そりゃそうでしょ。それは簡易的なテレシネ方法だからダメだよと。劇場映画用だったらヨコシネDIAに聞いてごらんと答えておきましたが、

「でも、HD-CAMなんですよ。対応してますか」

出先だったので、とりあえず聞いてみなよ渋谷ビデオスタジオのそばだから、と電話切っちゃいましたが、その後にやたらと気がかりになりました。

HDは・・・盲点です。

ヨコシネDIAでは、立て続けて何回か8mmテレシネをしてもらいましたが、それも2年ぐらい前。その後、ヨコシネDIAがどんな機材を入れたか見に行ってませんのでわかりませんです。そもそもシンテルの構造だと画素数は固定のはずなので、そのまんまだったらSD専用テレシネシステムなんじゃないかと。あくまでも、その後ヨコシネDIAさんとは仕事しておりませんので、単なる推測ですよ、推測。

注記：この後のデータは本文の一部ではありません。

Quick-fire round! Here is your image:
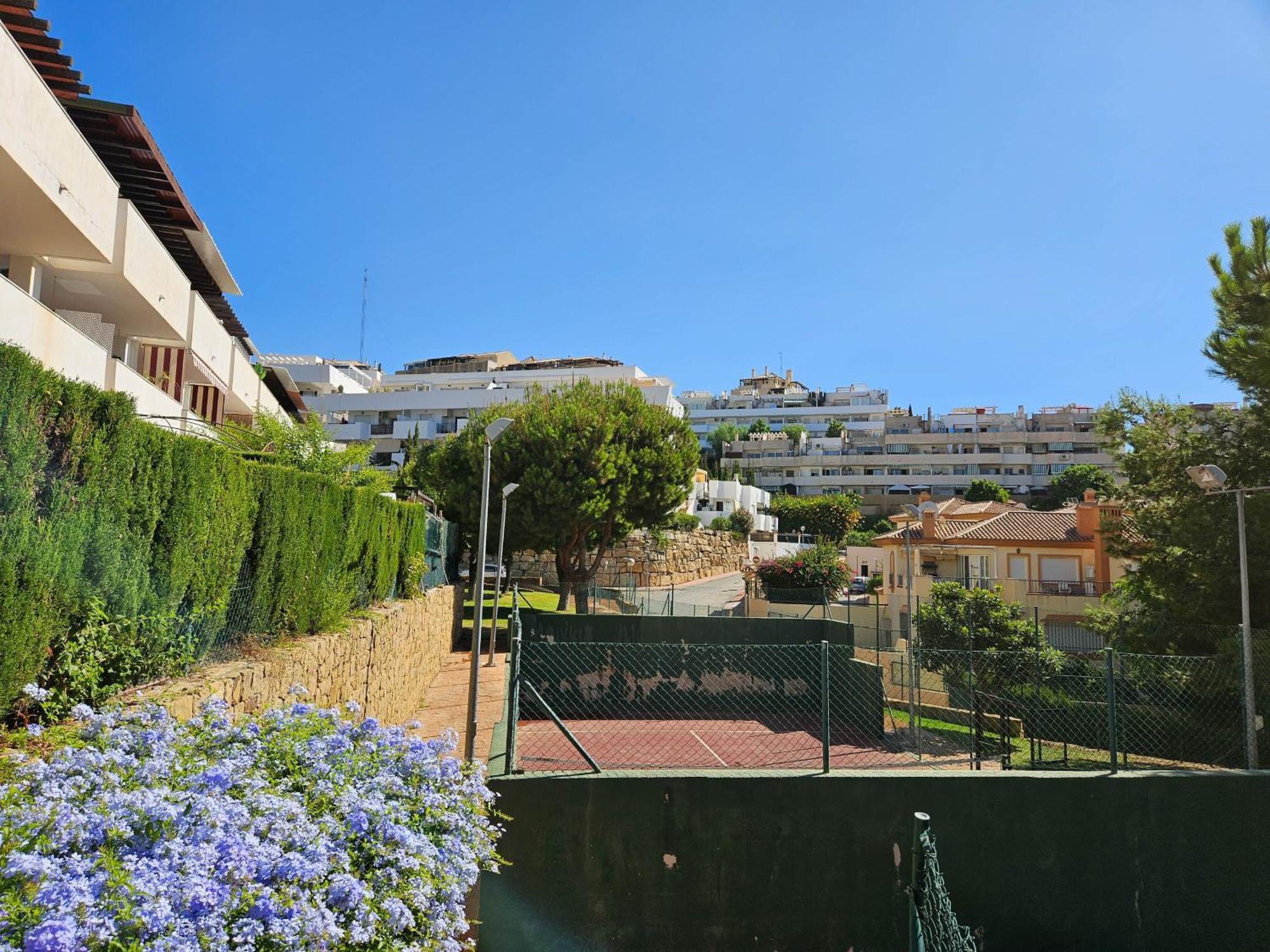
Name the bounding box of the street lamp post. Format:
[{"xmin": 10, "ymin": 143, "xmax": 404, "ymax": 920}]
[
  {"xmin": 486, "ymin": 482, "xmax": 521, "ymax": 665},
  {"xmin": 904, "ymin": 503, "xmax": 922, "ymax": 735},
  {"xmin": 1186, "ymin": 463, "xmax": 1270, "ymax": 770},
  {"xmin": 464, "ymin": 416, "xmax": 514, "ymax": 760}
]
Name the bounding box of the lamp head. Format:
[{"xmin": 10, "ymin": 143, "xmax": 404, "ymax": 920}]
[
  {"xmin": 485, "ymin": 416, "xmax": 516, "ymax": 443},
  {"xmin": 1186, "ymin": 463, "xmax": 1226, "ymax": 493}
]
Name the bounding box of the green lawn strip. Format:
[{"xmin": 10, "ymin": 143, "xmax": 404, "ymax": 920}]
[
  {"xmin": 890, "ymin": 707, "xmax": 1110, "ymax": 770},
  {"xmin": 464, "ymin": 592, "xmax": 573, "ymax": 631}
]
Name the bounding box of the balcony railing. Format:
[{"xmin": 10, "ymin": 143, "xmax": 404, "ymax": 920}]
[
  {"xmin": 1027, "ymin": 579, "xmax": 1111, "ymax": 598},
  {"xmin": 926, "ymin": 575, "xmax": 997, "ymax": 589}
]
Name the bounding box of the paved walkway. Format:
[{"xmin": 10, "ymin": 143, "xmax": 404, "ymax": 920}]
[{"xmin": 414, "ymin": 651, "xmax": 507, "ymax": 762}]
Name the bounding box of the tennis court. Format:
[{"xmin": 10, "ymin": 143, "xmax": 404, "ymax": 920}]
[{"xmin": 517, "ymin": 717, "xmax": 991, "ymax": 773}]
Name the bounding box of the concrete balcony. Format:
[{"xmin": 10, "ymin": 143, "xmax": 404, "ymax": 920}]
[
  {"xmin": 391, "ymin": 420, "xmax": 438, "ymax": 439},
  {"xmin": 105, "ymin": 358, "xmax": 185, "ymax": 429},
  {"xmin": 41, "ymin": 199, "xmax": 193, "ymax": 344},
  {"xmin": 225, "ymin": 344, "xmax": 262, "ymax": 414},
  {"xmin": 0, "ymin": 279, "xmax": 110, "ymax": 387},
  {"xmin": 0, "ymin": 29, "xmax": 119, "ymax": 263},
  {"xmin": 324, "ymin": 421, "xmax": 371, "ymax": 443},
  {"xmin": 187, "ymin": 293, "xmax": 234, "ymax": 388}
]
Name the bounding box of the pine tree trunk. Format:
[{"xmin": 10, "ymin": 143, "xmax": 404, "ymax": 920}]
[
  {"xmin": 573, "ymin": 576, "xmax": 591, "ymax": 614},
  {"xmin": 556, "ymin": 548, "xmax": 569, "ymax": 612}
]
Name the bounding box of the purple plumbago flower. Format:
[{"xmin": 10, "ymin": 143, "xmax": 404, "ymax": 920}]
[
  {"xmin": 22, "ymin": 682, "xmax": 48, "ymax": 701},
  {"xmin": 0, "ymin": 698, "xmax": 502, "ymax": 952}
]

そんな推測から考えはじめたら、あれ、国内で行われている8mmのテレシネサービスってのは、ほとんどがSDにしか対応していないかも!と気になって来ちゃったのです。

話変わりますけど、いいですか?
今、日本ではなかば強引にSD環境が捨てさせられてるんです。
まず、ご家庭の話ですと、SD/NTSCのモニターのもっとも主要な用途は、テレビ放送の視聴なのでしょうが、現在のアナログ放送が終了するのが2011年。アナログ波を残すべきという声もまだありますが、どうなるかはわかりません。

では、HDの環境が満足に揃っているかと言えばまだまだ過程でしょう。
制作サイドから見ますと、業務レベルでは編集スタジオではSDのモニターが廃棄されてHDモニターに入れ替えられつつありますが、HDモニタのリーズナブルな奴って液晶モニターが多く、これの画質がどうもぱっとしないんですよ。財力のあるところは、上級機のCRT物を導入してますけどね。

液晶やプラズマ自体、CRTにかなわないところがあります。新しい技術が古い物を質的に凌駕するのではなくて、コストとか利便性とかそういった点でしか変わっていかないというのが残念です。時代は決してHi-Fiに向かって進んでいるわけではないのです。これは、業務だけの話ではなくて、ご家庭も同じ事です。

さてそして、民生で映像制作する場合のHDフォーマットは果たしてどうなるのかと。HDVなんでしょうか?どうもあの色の鈍い画質や編集勝手の悪さから見て、究極の民生用HDフォーマットというよりも中継ぎっぽいような印象を受けます。そもそも撮影メディアであっても、吐き出した後が考えられていないフォーマットですしね。
じゃあ、吐き出し口として候補に挙がっているディスクメディアはどうなのかと言いますと、一番今安定しているのは、編集後ダウンコンバートしてDVDをこしらえる方法。HDそのまんま登考えると、HDDVD・・・なのかブルーレイなのか・・・と曖昧な状況。

いろんなものが、なし崩しの状態で、HDへ移行をせかされているだけだったりします。需要がどこにあるのかわからないけど、なんとなく「今更SDでもないだろう」という焦りだけで移り変わっていく状況。

まあ、なし崩しはなし崩しとして、前述のプロデューサー氏の要望にあるように、仕事は待ってはくれません。その場その場の要望に、限られた条件であろうとも最良の答えを出していかなけりゃいけません。これはあたくしも似たようなもんです。

8mmをHDにする手だて、何か考えないといけないですね。